I’m intrigued by the automatic priority management of the multilevel feedback queue as well, although using it would require logging time spent on each task. I haven’t found anyone doing this exactly, but there is some precedent in thinking of todo lists as priority queues.

Either way, I couldn’t find anything to manage todo lists in this way. It would be a useful application if someone does develop it!



Based on the book, I also made a couple of small changes to my life, notably buying a stand for my clothes and making more heavy use of the “recently modified” heuristic when sorting things (or at least, feeling more comfortable with it as reasonably optimal). Still, the scheduling parallel is what interested me the most in the end.


The book covers scheduling tradeoffs at a pretty high level, focusing primarily on the earliest deadline first (EDF) and shortest job next (SJN) algorithms, and has brief discussions on priority inversion and context switching. The book’s focus is understandable given the its audience and space constraints, but the recommendations for practical time management feel somewhat shallow (e.g. beware of context switching, check prerequisites for tasks).

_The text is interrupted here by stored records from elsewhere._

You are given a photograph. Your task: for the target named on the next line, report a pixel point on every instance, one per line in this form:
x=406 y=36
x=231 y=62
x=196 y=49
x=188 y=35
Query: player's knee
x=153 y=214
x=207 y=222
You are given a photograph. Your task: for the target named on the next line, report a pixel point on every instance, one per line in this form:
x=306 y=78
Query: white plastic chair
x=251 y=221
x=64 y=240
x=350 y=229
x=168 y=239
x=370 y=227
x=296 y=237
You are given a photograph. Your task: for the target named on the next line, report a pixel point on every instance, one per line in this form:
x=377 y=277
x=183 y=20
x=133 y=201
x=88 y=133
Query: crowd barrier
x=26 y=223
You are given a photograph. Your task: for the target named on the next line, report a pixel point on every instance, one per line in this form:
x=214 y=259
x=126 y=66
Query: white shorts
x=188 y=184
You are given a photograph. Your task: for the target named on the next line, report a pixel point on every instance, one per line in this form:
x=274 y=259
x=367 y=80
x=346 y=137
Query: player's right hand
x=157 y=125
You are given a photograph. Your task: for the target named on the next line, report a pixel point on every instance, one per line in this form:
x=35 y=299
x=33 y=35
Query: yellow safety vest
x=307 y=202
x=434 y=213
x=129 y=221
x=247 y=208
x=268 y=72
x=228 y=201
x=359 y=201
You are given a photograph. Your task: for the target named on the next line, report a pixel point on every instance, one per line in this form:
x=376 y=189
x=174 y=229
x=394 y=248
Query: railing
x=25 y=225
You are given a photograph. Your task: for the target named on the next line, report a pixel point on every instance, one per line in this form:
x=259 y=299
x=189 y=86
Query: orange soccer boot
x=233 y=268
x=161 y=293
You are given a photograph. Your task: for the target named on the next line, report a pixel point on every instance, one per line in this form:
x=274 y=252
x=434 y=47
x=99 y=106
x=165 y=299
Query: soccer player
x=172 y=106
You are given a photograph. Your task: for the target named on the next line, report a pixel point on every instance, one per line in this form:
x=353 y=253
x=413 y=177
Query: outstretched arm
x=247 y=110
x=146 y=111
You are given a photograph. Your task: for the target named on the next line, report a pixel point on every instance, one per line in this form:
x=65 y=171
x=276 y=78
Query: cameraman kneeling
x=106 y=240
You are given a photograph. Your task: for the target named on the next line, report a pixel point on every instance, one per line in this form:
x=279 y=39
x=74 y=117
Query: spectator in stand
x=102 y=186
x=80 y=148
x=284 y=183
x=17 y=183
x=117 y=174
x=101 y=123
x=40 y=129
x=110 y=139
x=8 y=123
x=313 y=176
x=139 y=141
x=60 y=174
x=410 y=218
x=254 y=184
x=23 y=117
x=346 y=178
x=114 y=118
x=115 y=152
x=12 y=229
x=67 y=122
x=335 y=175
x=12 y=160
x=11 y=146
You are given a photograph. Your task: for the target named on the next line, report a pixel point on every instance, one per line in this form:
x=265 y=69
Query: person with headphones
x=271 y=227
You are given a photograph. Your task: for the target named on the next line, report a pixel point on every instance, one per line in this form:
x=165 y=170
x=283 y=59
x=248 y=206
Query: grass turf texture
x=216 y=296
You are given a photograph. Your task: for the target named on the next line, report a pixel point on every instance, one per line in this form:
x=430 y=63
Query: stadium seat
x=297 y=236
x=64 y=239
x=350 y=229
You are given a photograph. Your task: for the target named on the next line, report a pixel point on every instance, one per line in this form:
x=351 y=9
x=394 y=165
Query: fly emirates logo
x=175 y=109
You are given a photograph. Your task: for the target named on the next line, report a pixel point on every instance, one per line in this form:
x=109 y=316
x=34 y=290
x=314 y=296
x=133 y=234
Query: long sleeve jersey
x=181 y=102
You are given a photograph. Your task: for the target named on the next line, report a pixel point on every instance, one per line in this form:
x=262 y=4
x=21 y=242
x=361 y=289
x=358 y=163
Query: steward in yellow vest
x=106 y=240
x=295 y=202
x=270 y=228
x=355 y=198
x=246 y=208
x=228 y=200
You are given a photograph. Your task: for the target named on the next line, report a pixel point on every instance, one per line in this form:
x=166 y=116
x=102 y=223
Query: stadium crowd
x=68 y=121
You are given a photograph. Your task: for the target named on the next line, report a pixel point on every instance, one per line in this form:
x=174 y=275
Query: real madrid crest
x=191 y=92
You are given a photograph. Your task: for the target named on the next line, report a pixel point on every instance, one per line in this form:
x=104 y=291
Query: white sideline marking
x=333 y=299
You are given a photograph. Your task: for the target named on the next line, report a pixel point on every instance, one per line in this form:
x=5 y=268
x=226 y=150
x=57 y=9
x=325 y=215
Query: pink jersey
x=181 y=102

In the OS literature, “procedural” and “cognitive” costs are generally referred to as “direct” and “indirect” costs.


For instance, the majority of students underestimated how long it would take to finish a paper by about 50% when optimistic, and even by 12% when asked to make a pessimistic estimate. (Buehler, Griffin, Ross, 1994)


Lifted from Operating Systems: Three Easy Pieces by Remzi H. Arpaci-Dusseau and Andrea C. Arpaci-Dusseau.


To continue spending time on long running tasks, you need to pretend that new tasks have been running for the minimum time you’ve spent on any current task.